Hafize Gaye Erkan headshot

Hafize Gaye Erkan.Graystone

Her surprise departure triggered a “distracting internal succession crisis” inside First Republic just months before rising interest rates would test the bank, the Financial Times reported in March. The bank would ultimately name the chief financial officer, Michael Roffler, to be CEO. Last summer, Erkan joined Graystone, a real estate finance company, as CEO, but resigned in December.

Before First Republic, Erkan was at Goldman Sachs for nearly nine years, advising financial institutions. She was named a managing director in 2011.  A graduate of  Bogazici University in Turkey, she earned a Ph.D. in operations research and financial engineering from Princeton in 2006.

Navigating the Turkish economy and politics under longtime leader Erdogan will be her most difficult job yet.

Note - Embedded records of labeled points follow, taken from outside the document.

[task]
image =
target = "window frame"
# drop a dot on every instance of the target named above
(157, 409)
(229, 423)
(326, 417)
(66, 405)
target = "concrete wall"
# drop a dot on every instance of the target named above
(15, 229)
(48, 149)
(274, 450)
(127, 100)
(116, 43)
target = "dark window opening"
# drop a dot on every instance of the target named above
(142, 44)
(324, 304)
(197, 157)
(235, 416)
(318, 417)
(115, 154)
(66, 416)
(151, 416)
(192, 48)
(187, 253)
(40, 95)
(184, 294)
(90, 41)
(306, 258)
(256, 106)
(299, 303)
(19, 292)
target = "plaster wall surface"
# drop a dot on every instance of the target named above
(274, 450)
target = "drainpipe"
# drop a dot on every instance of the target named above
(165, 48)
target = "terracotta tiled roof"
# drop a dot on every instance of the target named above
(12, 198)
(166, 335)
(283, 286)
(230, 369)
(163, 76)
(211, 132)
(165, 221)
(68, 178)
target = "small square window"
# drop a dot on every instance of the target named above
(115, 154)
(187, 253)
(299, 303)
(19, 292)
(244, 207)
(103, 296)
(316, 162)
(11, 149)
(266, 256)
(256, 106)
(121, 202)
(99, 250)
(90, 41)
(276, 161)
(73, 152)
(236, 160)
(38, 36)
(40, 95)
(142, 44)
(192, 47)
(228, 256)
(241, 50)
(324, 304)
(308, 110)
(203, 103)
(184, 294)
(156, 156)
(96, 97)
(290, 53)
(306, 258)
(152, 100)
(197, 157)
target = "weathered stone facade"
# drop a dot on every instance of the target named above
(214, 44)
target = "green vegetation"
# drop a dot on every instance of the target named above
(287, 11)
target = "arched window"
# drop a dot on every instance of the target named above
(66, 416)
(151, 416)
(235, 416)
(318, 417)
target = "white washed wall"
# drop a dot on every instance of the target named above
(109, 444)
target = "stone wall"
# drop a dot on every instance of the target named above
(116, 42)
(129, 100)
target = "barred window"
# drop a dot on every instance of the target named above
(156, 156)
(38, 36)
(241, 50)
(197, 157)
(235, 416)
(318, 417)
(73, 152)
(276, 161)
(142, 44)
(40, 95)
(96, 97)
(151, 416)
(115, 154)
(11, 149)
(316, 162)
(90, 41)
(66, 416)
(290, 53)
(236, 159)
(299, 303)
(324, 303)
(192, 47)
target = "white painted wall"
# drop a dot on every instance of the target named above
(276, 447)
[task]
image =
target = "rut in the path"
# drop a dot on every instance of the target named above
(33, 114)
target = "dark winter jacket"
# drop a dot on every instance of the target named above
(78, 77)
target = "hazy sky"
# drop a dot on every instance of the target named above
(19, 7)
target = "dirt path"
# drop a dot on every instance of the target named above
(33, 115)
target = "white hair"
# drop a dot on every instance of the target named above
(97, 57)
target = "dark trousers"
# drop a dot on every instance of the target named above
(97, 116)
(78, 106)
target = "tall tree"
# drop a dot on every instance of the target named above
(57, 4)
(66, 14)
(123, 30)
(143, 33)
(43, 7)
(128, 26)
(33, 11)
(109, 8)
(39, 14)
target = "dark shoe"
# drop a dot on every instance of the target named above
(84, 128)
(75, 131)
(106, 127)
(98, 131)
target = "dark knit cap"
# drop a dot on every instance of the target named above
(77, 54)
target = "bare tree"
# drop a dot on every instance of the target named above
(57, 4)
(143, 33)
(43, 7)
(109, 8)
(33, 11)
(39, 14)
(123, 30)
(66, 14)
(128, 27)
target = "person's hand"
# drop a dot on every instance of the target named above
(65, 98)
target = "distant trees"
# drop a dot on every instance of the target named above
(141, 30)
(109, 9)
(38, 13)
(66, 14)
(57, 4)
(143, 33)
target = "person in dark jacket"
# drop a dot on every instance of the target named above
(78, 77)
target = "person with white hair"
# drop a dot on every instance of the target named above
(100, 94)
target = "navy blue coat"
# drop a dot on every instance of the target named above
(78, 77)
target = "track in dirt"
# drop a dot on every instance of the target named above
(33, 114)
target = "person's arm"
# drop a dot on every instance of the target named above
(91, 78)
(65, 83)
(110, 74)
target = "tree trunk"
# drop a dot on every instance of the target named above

Turkey’s central bank has been a punching bag for Erdogan, who has forced out its leaders and pressured the bank to slash interest rates even in the face of surging inflation.

Yet his recent reelection and the selection of  Mehmet Şimşek as finance minister has raised hopes for the central bank’s independence.

Goldman Sachs said in a note on Saturday, according to the Financial Times, that Şimşek’s appointment ” increases the likelihood that monetary policy will shift towards a more orthodox direction.”